Fifteen pound ten! All right? You must be fucking joking you public school tosser. Where do I sign? I wonder how much my mum will want out of that each week?

We Wanted Change

It’s a wet Thursday evening in October and I’m standing in the polling booth at the school down the road. I’m voting Labour. I’m voting for Harold Wilson. I’m voting so I can feel ‘the white heat of revolution’. I’m voting to get the Tories out. They are ‘yesterday’s men’. I’m voting for my dad because my dad is an old-time socialist who has friends in the Labour Party and he thinks Wilson is ‘just left enough to make a difference’. I’m voting for the first time. I’ve done drinking and sex. Voting makes the set.

We Had Fun

‘So why ”Caroline”?’  ‘Kennedy’s daughter.’   ‘Oh. Right. Better than Luxemburg?’  ‘Way better.’ ‘Who’s this now?’  ‘Simon Dee’  ‘Wouldn’t get me on a boat for months at a time just playing records.’  ‘They don’t go short, man. You can bet on it.’

I’m in the Rediffusion studios in Kingsway on Friday afternoon for Ready Steady Go! Cathy McGowan comes up to me, John and Jeff and remembers us from the Tottenham Royal the night before. We talk about what a nutter Dave Clark is and she tells us he’s here for this show. We groan.  But it’s okay because Mary Wells and The Yardbirds are on too. She asks what stuff we’ve got and Jeff sorts her out.

John Breton is captain of Lloyd’s first XI football team. He’s really pissed off at Mike and I. I mean, he’s dropping his bundle. We’re impressed at his rage but puzzled by it. It’s a cup tie and we’re 4-0 up with only 15 minutes to go. But if we don’t get back to club rooms, shower and change by 5, we’re going to miss the beginning of Doctor Who. No contest.

The Beatles? Don’t think so. The Who, The Stones, Chuck Berry. For sure. I’m off to see Chuck Berry at the Fairfields Hall in Croydon. Graham Bond and some band called The Moody Blues on the undercard. My new girlfriend says bring an album or something for Chuck to sign cos she can get us backstage. Cool.

We Were Ungrateful

I’ve never seen my gran so angry. It’s past midnight and I’ve turned up, drunk, at her council flat in Brixton, expecting a bed for the night. She’s not angry about that though. Don’t I understand that Bess and Bill will be worried about me? Here’s some change. Go and phone. There’ll be a coffee when you get back. Sitting in the cold front room; You’ve got something they never had. Your youth. They had the war instead. Your dad was killing Germans and God knows what else. And your mum was working in a munitions factory. When you came along, your father worked all sorts of hours to feed and clothe you. Put you through grammar school. And look how you treat them. They deserve better than that. Yes, gran.

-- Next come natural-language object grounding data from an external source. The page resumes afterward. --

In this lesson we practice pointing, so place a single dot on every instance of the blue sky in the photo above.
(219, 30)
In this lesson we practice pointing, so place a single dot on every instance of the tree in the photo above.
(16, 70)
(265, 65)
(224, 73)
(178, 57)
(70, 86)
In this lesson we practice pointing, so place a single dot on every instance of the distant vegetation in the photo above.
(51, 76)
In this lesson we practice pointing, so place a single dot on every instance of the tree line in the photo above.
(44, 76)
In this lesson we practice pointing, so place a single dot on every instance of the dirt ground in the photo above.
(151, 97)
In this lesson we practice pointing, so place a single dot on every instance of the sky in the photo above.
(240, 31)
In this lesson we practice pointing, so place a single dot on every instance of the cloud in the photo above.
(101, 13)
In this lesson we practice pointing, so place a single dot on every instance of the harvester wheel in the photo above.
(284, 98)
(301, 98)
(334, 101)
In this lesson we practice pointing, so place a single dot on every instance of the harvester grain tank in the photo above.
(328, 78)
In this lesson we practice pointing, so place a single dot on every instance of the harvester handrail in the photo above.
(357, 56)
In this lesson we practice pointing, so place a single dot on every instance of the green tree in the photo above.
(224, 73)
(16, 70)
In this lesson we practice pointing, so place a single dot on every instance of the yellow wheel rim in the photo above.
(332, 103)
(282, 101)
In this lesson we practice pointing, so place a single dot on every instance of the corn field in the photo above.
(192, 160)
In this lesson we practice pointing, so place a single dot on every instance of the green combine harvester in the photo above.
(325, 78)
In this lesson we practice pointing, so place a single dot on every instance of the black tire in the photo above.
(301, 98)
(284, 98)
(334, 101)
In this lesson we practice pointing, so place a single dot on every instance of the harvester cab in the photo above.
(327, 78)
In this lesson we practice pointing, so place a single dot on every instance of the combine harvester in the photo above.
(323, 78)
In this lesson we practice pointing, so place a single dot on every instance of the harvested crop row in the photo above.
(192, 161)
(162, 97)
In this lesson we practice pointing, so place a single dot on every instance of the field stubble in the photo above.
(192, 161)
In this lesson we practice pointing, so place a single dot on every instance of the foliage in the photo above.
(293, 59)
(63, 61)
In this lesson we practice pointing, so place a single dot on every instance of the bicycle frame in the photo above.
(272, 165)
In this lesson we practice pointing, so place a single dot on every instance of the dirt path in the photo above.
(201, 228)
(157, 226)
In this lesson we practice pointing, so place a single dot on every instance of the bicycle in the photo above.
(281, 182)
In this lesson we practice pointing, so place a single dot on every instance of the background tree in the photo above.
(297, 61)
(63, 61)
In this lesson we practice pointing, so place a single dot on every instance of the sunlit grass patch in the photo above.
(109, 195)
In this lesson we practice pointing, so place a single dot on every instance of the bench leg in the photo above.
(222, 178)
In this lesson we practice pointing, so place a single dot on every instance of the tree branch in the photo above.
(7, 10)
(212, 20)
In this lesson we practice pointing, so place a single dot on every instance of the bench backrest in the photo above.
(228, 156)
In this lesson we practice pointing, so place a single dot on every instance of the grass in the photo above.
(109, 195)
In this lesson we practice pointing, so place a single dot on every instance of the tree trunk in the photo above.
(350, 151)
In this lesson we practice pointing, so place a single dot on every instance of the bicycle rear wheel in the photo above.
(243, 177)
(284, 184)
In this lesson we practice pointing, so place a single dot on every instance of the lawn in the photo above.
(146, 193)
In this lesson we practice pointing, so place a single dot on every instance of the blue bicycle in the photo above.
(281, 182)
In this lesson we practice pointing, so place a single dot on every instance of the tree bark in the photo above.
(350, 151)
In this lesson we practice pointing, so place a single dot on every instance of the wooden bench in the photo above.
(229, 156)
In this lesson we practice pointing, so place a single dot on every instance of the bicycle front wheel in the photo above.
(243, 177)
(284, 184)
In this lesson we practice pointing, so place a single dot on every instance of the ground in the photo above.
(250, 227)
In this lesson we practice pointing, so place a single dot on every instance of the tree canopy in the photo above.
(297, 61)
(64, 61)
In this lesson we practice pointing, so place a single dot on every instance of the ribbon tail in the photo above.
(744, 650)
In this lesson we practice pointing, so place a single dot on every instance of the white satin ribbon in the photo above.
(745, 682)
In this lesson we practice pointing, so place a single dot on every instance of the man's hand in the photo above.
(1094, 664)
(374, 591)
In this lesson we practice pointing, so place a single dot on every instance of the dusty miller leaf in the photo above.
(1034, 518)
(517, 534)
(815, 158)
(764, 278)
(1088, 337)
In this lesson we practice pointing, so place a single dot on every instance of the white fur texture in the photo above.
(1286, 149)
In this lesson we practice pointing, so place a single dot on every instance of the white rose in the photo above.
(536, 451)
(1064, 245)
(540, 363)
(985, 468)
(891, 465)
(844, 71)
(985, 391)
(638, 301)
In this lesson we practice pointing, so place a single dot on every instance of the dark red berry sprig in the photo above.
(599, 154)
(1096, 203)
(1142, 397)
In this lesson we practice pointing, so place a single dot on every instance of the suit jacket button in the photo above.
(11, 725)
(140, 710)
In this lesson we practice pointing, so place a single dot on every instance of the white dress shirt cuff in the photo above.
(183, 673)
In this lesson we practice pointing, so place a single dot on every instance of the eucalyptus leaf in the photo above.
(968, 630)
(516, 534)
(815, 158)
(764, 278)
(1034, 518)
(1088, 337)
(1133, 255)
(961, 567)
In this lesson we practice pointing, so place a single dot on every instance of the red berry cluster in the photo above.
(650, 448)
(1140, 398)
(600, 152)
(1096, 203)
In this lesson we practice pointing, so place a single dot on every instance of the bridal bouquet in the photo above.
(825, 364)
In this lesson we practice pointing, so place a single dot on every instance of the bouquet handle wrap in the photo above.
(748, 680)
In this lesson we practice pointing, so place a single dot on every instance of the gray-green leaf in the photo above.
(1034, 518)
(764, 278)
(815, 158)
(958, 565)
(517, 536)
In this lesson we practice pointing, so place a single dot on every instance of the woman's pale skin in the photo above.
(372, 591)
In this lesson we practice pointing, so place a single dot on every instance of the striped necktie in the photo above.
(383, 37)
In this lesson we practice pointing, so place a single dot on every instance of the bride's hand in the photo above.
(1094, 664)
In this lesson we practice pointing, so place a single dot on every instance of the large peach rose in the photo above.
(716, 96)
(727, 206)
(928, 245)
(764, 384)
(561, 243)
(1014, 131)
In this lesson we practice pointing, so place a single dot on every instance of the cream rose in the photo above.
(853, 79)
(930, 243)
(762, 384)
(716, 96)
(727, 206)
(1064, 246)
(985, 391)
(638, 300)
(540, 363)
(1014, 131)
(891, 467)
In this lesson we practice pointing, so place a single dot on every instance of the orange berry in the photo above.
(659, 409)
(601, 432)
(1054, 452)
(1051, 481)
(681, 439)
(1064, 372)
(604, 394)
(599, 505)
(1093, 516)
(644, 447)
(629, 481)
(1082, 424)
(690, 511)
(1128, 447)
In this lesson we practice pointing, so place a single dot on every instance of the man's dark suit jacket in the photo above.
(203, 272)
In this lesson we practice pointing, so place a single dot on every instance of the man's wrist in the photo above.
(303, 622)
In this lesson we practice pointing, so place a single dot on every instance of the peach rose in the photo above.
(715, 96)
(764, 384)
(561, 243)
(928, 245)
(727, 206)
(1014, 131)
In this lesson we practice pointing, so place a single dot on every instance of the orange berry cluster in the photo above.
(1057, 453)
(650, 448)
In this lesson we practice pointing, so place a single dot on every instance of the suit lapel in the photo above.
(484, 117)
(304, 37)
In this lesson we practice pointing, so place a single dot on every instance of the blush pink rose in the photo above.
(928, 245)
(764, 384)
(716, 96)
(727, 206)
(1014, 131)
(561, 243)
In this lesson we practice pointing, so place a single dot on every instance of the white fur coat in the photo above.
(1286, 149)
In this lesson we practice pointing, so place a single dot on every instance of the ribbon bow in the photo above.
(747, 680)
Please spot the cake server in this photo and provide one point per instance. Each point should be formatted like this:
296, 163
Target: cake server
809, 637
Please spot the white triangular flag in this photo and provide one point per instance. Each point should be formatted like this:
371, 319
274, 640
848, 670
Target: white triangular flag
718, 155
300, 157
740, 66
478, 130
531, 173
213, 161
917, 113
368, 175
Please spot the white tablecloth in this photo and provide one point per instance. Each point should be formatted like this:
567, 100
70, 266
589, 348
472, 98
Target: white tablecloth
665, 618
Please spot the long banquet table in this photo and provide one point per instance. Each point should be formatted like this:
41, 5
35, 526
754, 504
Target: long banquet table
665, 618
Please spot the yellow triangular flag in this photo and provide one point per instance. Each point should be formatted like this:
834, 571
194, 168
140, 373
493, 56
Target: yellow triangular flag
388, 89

A word from the author; It’s said that if you can remember the 60s, then you weren’t there. I was there all right and this all happened. But, I can’t swear to exact details and there’s some licence involved. I attended Ready Steady Go! on several occasions and it does all merge a bit. I remember thinking that The Beach Boys were rubbish though. That, I can remember.